Sometimes, thinking about the unanswerable questions can be the most frustrating, yet most satisfying task to do. Towards the end of my eighth grade year, I was asked a thought provoking question. A question that continues to irritate me like a splinter. Too hard to remove, but too annoying to ignore.
It was the end of February, a time when the chilly winds of December and the gloomy clouds of January subsided just enough for the sun to shine through the scattered clouds and give off some warmth. It was the end of the school day, and one by one, all of my classmates left for home. I was running out of friends to talk to. Even though the conversations were usually meaningless, I still wanted to talk to my peers. (We talk, but never listen.) Of course, I ended up being the last student standing on the school grounds without a parent in sight.
I hated being the last person. Since I couldn’t leave campus, there were only two options left for me. The first option was to stand awkwardly next to my homeroom and theology teacher, Mr. Seibert, looking at the sky and the trees, and feign interest in the mundane world. The second was to awkwardly talk to him. I generally preferred the first choice out of the two even though the school grounds lacked good scenery.
Now don’t get me wrong. It wasn’t like Mr. Seibert and I despised each other. He wasn’t even a strict teacher. He was actually kind and gentle towards his students. The type of teacher lectured about whatever provoked his student’s curiosity. We would come up with questions that ranged from heaven to hell, and about everything in between. Yet even with his amiable personality, I was still intimidated by his great understanding of the world .
That evening, Mr. Seibert and I stood quietly in the middle of the parking lot for a few minutes. Then, he turn to face me, and we began the most thought provoking conversation of my entire life.

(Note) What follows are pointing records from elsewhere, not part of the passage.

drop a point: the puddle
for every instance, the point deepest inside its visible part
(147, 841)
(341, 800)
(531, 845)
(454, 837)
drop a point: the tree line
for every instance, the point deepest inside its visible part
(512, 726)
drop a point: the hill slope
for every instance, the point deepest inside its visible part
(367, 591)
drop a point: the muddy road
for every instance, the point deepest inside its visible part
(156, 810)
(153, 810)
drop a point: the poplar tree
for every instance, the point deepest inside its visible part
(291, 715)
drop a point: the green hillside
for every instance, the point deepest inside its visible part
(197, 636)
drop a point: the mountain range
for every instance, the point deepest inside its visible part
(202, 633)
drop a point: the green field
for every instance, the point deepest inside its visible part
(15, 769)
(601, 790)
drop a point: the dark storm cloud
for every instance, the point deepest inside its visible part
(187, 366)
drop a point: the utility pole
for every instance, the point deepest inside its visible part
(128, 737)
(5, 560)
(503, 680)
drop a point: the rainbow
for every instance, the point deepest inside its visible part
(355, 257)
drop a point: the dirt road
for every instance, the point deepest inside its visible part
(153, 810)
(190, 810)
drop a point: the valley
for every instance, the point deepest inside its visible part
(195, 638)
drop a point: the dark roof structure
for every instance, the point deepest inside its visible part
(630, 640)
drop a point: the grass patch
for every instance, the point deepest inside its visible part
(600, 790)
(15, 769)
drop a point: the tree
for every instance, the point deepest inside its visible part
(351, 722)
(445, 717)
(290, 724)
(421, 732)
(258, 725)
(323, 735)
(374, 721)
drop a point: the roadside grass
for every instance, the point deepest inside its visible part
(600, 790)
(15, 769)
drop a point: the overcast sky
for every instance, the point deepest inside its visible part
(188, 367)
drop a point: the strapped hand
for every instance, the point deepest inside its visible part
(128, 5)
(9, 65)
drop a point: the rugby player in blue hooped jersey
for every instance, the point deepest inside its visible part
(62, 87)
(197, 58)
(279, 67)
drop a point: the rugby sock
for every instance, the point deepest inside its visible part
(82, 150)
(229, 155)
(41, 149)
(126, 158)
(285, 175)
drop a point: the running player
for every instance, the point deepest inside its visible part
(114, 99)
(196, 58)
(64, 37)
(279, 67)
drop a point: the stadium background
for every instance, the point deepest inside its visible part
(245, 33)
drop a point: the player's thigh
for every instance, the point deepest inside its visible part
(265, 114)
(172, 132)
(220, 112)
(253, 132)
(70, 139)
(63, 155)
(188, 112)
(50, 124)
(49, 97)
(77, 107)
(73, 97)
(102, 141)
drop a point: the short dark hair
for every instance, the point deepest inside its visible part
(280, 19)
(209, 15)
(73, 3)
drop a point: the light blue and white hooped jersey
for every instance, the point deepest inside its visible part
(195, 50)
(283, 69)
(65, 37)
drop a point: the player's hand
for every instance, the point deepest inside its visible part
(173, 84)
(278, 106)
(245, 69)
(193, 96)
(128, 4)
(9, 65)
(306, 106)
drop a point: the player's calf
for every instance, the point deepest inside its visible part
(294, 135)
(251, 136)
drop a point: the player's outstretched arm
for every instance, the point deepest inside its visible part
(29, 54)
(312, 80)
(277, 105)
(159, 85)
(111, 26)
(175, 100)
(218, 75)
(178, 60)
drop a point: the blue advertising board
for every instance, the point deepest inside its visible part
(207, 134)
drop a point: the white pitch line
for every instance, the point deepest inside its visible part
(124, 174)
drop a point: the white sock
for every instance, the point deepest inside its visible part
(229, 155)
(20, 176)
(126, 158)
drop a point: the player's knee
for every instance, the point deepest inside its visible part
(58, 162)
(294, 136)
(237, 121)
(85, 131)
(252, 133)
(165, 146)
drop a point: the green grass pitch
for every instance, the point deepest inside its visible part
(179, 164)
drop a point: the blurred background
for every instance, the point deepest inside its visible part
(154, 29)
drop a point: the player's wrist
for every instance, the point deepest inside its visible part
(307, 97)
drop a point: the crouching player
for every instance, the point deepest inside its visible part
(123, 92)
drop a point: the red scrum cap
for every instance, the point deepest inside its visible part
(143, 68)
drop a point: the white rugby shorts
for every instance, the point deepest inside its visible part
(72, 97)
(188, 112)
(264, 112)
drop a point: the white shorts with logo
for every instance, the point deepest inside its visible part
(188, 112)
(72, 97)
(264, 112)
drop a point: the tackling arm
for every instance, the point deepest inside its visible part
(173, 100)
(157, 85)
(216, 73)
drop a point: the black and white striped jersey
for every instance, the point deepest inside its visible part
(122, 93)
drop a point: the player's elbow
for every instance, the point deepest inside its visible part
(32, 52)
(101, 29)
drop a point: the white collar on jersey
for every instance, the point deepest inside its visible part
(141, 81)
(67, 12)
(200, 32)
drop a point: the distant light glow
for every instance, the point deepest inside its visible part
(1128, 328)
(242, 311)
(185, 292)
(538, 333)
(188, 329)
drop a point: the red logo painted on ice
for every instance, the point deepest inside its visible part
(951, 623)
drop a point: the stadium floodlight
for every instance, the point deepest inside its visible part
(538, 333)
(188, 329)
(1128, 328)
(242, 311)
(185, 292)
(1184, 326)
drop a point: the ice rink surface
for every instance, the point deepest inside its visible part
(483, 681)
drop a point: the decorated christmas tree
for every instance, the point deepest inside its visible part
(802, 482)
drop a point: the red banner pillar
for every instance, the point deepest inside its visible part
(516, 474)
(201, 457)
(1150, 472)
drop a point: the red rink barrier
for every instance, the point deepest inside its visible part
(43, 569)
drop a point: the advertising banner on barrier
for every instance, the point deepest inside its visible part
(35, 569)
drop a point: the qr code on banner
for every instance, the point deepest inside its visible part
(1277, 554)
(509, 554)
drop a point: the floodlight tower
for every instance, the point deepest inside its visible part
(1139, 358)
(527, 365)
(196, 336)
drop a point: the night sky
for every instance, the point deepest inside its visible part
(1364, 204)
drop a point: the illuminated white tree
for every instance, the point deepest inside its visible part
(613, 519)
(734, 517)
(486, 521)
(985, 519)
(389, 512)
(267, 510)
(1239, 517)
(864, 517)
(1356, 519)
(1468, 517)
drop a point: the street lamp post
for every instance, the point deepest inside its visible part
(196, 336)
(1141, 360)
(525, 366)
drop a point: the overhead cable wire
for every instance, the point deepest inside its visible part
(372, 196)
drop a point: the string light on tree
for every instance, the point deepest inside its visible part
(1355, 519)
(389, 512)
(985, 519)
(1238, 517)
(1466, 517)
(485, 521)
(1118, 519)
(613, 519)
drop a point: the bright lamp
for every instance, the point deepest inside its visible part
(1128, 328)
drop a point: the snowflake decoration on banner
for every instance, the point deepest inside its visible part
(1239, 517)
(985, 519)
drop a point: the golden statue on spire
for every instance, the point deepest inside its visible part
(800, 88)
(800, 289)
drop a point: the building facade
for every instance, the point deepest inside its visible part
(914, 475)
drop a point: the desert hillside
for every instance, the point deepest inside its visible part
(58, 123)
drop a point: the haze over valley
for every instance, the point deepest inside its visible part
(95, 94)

“What does it mean for you to be successful, Jennifer?” he started.
“To be successful, I’m gonna get a high paying job so that I can buy a large house and own an expensive car.”
“Will attaining those things actually make you happy? Because let me tell you now. Having a high paying job will probably make you unhappy. It’ll only stress you out. The big house you want will only end up being too big. It’ll feel lonelier. Once you buy an expensive car, it will depreciate and go out of style after a year.”
I tried to defend my idea of success saying, “At least those things will make me feel happy for a while.”
“Why are you trying to make yourself happy only for a moment when that moment of happiness will only make you feel emptier after it is gone?”
Mr. Seibert continued, “I just wanted you to think about it. Realize that happiness doesn’t always come from material goods.”
Just then, I spotted my dad’s old, bright green car pulling up to the front of the school’s gate. I couldn’t refute Mr. Seibert’s statement. Turning towards my teacher, I weakly told him that my dad had come to pick me up. He gave me a quick nod to indicate that I was allowed to leave, and said, “Okay, have a good rest of your day. I just wanted you to think about it. What is success, and will your idea of success make you happy”
For the past three years, I have thought about Mr. Seibert’s last question. There have been many occasions where I wonder what will make me happy, but to this day, I have not found the answer yet. Despite not knowing the answer, I have come to believe that the nature of man is essentially good since all of his actions are geared toward the one goal of finding true happiness. I have come to realize that humanity has yet to find true happiness, and with this realization alone, a feeling of satisfaction washes over me and eases the pain that comes from the splinter stuck in the back of my mind. I am not alone in my search for happiness. Everyone else is doing the same. We are all looking for our own small piece of everlasting happiness.